Maruyama Hironori, Okada Kosuke, Motoyoshi Isamu
Department of Life Sciences, The University of Tokyo, Japan.
Iperception. 2023 Feb 22;14(1):20416695231157349. doi: 10.1177/20416695231157349. eCollection 2023 Jan-Feb.
The natural environment is filled with a variety of auditory events such as wind blowing, water flowing, and fire crackling. It has been suggested that the perception of such textural sounds is based on the statistics of the natural auditory events. Inspired by a recent spectral model for visual texture perception, we propose a model that can describe the perceived sound texture only with the linear spectrum and the energy spectrum. We tested the validity of the model by using synthetic noise sounds that preserve the two-stage amplitude spectra of the original sound.

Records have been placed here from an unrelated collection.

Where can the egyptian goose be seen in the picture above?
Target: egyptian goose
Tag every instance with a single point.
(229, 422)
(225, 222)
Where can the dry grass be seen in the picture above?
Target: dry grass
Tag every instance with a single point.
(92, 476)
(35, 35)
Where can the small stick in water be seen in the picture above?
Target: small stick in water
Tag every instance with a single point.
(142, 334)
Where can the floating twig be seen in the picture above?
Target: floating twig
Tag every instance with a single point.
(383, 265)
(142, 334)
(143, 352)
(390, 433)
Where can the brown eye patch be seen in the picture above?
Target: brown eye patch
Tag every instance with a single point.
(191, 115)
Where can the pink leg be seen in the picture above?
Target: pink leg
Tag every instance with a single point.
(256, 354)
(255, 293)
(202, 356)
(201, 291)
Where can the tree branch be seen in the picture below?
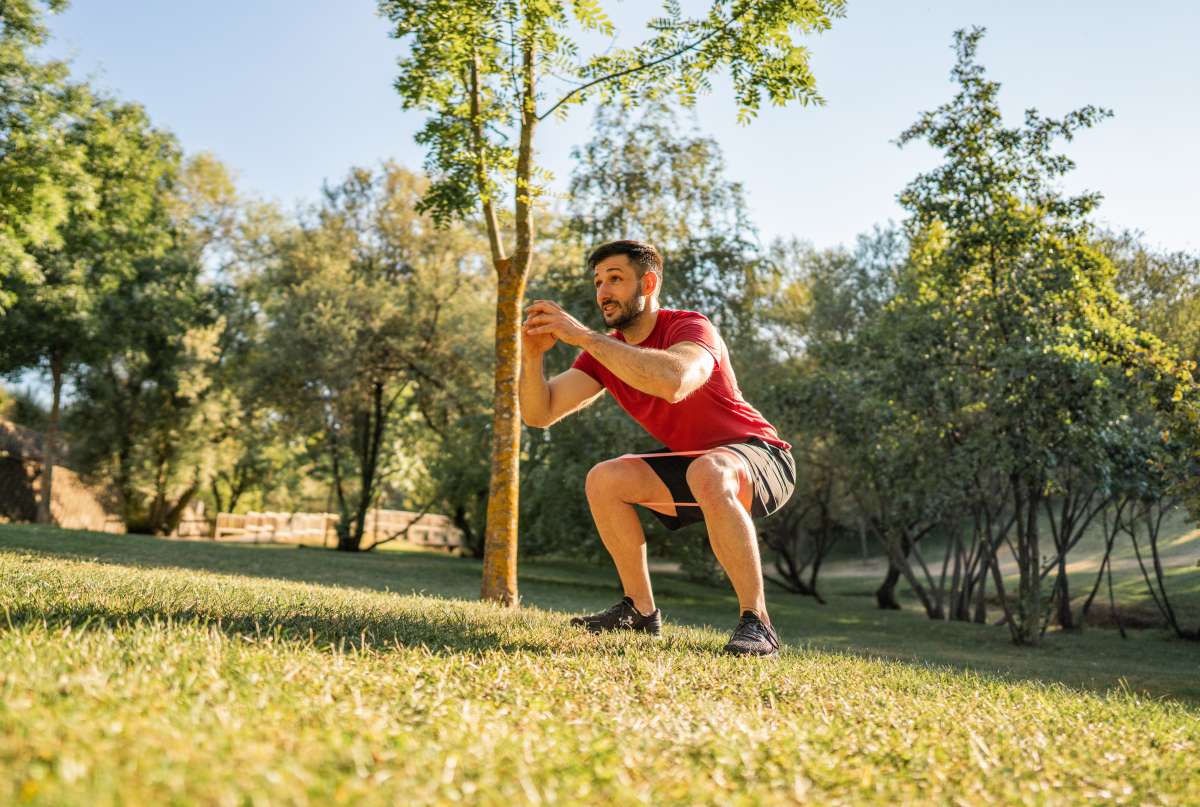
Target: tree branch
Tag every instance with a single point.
(646, 65)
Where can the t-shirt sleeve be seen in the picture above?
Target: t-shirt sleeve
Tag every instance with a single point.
(587, 363)
(695, 328)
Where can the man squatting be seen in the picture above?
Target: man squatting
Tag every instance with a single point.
(670, 370)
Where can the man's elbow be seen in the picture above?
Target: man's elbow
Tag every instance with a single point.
(677, 393)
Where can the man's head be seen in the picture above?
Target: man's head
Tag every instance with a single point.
(628, 278)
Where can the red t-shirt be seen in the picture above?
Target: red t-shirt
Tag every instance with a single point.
(712, 416)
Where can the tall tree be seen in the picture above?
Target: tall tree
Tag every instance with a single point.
(490, 72)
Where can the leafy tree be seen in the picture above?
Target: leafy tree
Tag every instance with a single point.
(1014, 310)
(41, 169)
(369, 321)
(486, 71)
(121, 219)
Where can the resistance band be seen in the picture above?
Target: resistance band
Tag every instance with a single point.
(639, 456)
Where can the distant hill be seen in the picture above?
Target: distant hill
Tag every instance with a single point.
(76, 504)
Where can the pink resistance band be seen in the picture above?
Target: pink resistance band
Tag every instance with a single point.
(639, 456)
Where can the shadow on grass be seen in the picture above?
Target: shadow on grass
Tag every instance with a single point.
(438, 633)
(1095, 661)
(424, 573)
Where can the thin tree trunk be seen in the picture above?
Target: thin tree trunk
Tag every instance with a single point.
(1029, 607)
(499, 581)
(49, 443)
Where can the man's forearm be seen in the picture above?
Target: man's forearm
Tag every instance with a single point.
(533, 392)
(652, 371)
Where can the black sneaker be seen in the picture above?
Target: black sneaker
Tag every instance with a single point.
(622, 616)
(753, 637)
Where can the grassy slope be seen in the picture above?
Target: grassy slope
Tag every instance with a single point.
(139, 670)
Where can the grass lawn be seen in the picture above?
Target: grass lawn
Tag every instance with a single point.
(136, 670)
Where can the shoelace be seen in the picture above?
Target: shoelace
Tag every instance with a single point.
(756, 631)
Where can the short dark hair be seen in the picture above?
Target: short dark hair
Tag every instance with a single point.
(643, 255)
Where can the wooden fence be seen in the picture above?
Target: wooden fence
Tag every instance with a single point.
(321, 528)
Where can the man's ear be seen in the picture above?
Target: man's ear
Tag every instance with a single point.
(651, 282)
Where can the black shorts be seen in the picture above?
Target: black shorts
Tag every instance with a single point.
(772, 468)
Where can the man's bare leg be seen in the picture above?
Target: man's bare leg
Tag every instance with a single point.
(720, 482)
(613, 488)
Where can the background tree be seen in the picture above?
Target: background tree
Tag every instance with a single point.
(365, 321)
(41, 171)
(486, 72)
(117, 222)
(1017, 315)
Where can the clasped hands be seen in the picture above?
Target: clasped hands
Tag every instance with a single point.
(547, 322)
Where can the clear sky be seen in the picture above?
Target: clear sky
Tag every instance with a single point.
(293, 93)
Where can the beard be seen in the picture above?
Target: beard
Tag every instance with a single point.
(625, 314)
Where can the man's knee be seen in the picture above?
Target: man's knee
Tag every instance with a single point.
(713, 477)
(604, 478)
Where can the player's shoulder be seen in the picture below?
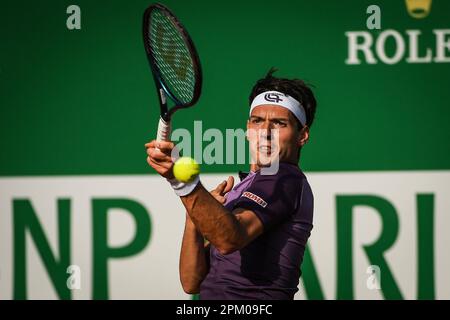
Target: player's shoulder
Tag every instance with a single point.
(285, 170)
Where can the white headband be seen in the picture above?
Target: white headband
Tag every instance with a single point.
(282, 100)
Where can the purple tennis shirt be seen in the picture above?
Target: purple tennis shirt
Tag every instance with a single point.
(268, 267)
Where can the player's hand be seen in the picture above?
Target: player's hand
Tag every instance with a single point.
(219, 193)
(159, 157)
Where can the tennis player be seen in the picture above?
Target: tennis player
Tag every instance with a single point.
(256, 231)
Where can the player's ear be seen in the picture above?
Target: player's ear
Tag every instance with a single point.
(303, 136)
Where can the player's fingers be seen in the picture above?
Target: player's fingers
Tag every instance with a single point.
(220, 187)
(229, 184)
(165, 146)
(158, 155)
(150, 144)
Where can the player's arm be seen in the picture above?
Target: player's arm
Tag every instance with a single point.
(227, 231)
(194, 258)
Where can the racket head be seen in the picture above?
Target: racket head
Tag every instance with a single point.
(172, 56)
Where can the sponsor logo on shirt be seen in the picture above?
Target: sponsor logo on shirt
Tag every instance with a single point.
(255, 198)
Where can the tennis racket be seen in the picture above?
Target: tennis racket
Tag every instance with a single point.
(174, 63)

Psychophysical experiment showed that our synthetic noises were perceived as like the original sounds for 120 real-world auditory events. The performance was comparable with the synthetic sounds produced by McDermott-Simoncelli's model which considers various classes of auditory statistics. The results support the notion that the perception of natural sound textures is predictable by the two-stage spectral signals.
自然环境中充满了各种听觉事件,如风吹、水流和火的噼啪声。有人提出,对这种纹理声音的感知是基于自然听觉事件的统计数据。受最近视觉纹理感知光谱模型的启发,我们提出了一种仅用线性谱和能谱来描述感知到的声音纹理的模型。我们通过使用保留原始声音两阶段振幅谱的合成噪声声音来测试该模型的有效性。心理物理学实验表明,对于120个真实世界的听觉事件,我们的合成噪声被感知为与原始声音相似。该性能与考虑各种听觉统计类别的麦克德莫特 - 西蒙切利模型产生的合成声音相当。结果支持了自然声音纹理的感知可由两阶段光谱信号预测的观点。